A família de Henrietta Lacks, uma mulher afro-americana cujas células foram extraídas sem consentimento em 1951 e que se tornaram uma peça fundamental na pesquisa médica, entrou com mais um processo judicial. Desta vez, as gigantes farmacêuticas Novartis e Viatris estão no centro da controvérsia, acusadas de lucrar ilegalmente com o uso das células “HeLa” sem compensação ou autorização da família de Lacks.
O Legado das Células HeLa
Henrietta Lacks era uma jovem mãe de três filhos, residente em Baltimore, quando, aos 31 anos, foi diagnosticada com câncer cervical. Durante um tratamento no Hospital Johns Hopkins, seus médicos coletaram amostras de tecido tumoral sem informá-la ou obter seu consentimento. Esses tecidos deram origem à primeira linha de células humanas imortalizadas, conhecidas como células HeLa, que possuem a capacidade única de se reproduzir indefinidamente em laboratório.

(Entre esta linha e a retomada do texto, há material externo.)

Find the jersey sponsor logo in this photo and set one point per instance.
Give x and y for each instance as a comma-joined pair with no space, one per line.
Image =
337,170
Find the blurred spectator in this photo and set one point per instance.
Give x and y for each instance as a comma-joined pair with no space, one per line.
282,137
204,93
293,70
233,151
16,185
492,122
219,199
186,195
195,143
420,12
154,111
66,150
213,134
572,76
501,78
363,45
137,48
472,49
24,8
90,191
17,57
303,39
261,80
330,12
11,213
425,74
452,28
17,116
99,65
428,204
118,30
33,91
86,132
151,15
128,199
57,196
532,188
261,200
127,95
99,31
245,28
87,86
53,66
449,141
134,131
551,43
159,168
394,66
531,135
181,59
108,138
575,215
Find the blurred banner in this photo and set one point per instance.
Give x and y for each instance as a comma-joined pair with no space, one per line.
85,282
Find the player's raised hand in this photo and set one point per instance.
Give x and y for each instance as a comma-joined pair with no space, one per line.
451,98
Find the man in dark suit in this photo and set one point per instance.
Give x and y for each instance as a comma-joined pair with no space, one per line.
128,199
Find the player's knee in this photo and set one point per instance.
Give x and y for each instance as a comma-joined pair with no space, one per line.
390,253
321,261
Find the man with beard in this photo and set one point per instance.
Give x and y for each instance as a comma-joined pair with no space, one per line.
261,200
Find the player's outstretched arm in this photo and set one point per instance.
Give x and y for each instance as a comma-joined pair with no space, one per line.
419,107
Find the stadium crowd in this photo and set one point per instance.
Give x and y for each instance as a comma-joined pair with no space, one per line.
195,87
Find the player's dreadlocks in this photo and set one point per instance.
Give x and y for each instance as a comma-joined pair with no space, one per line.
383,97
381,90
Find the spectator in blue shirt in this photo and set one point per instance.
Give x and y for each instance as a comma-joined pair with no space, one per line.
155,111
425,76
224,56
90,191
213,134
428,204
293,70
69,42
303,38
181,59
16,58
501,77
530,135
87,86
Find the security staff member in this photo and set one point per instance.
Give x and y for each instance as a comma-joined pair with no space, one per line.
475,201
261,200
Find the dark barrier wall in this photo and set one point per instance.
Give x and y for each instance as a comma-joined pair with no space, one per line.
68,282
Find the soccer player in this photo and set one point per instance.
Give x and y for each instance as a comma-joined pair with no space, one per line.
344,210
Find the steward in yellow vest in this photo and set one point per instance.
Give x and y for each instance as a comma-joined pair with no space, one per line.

Desde então, as células HeLa foram fundamentais em inúmeras descobertas científicas, incluindo o desenvolvimento da vacina contra a poliomielite, avanços na cartografia genética e, mais recentemente, na produção da vacina contra a COVID-19. No entanto, enquanto a comunidade científica e a indústria farmacêutica prosperaram com as HeLa, a família Lacks permaneceu alheia aos benefícios financeiros dessas descobertas, até que começaram a buscar justiça.
A Luta por Justiça
Os processos recentes contra Novartis e Viatris são apenas os mais recentes em uma série de ações legais movidas pela família Lacks. Em 2023, a família já havia chegado a um acordo com a Thermo Fisher Scientific, e uma ação semelhante está em andamento contra a Ultragenyx.
De acordo com a nova ação judicial, as empresas Novartis e Viatris “se enriqueceram injustamente” ao usar as células HeLa para desenvolver medicamentos como o Famvir (para herpes), Kymriah (terapia CAR-T para câncer) e Zolgensma (terapia gênica para atrofia muscular espinhal), sem compensar a família de Henrietta Lacks.
O advogado da família, Ben Crump, um renomado defensor dos direitos civis, destacou o histórico de exploração de pessoas negras na pesquisa médica, usando o caso de Lacks como um exemplo trágico dessa prática. “A história de Henrietta Lacks é um lembrete contundente desse legado sombrio. Chegou a hora dessas corporações serem responsabilizadas por seu enriquecimento injusto e fornecerem à família Lacks o reconhecimento e a compensação que merecem”, afirmou Crump.
Implicações Éticas e Legais
A questão central nesses processos é a exploração das células de Henrietta Lacks sem seu consentimento, uma prática que, embora legal na época, levanta sérias questões éticas nos dias atuais. As ações judiciais buscam não apenas a compensação financeira, mas também um reconhecimento formal das injustiças cometidas e um impedimento legal para o uso contínuo das células HeLa sem a permissão da família.
O caso de Henrietta Lacks continua a ressoar como um dos exemplos mais significativos da interseção entre ciência, ética e direitos civis. O desfecho dessas ações judiciais poderá estabelecer precedentes importantes sobre a responsabilidade corporativa e o tratamento justo das contribuições involuntárias às descobertas científicas.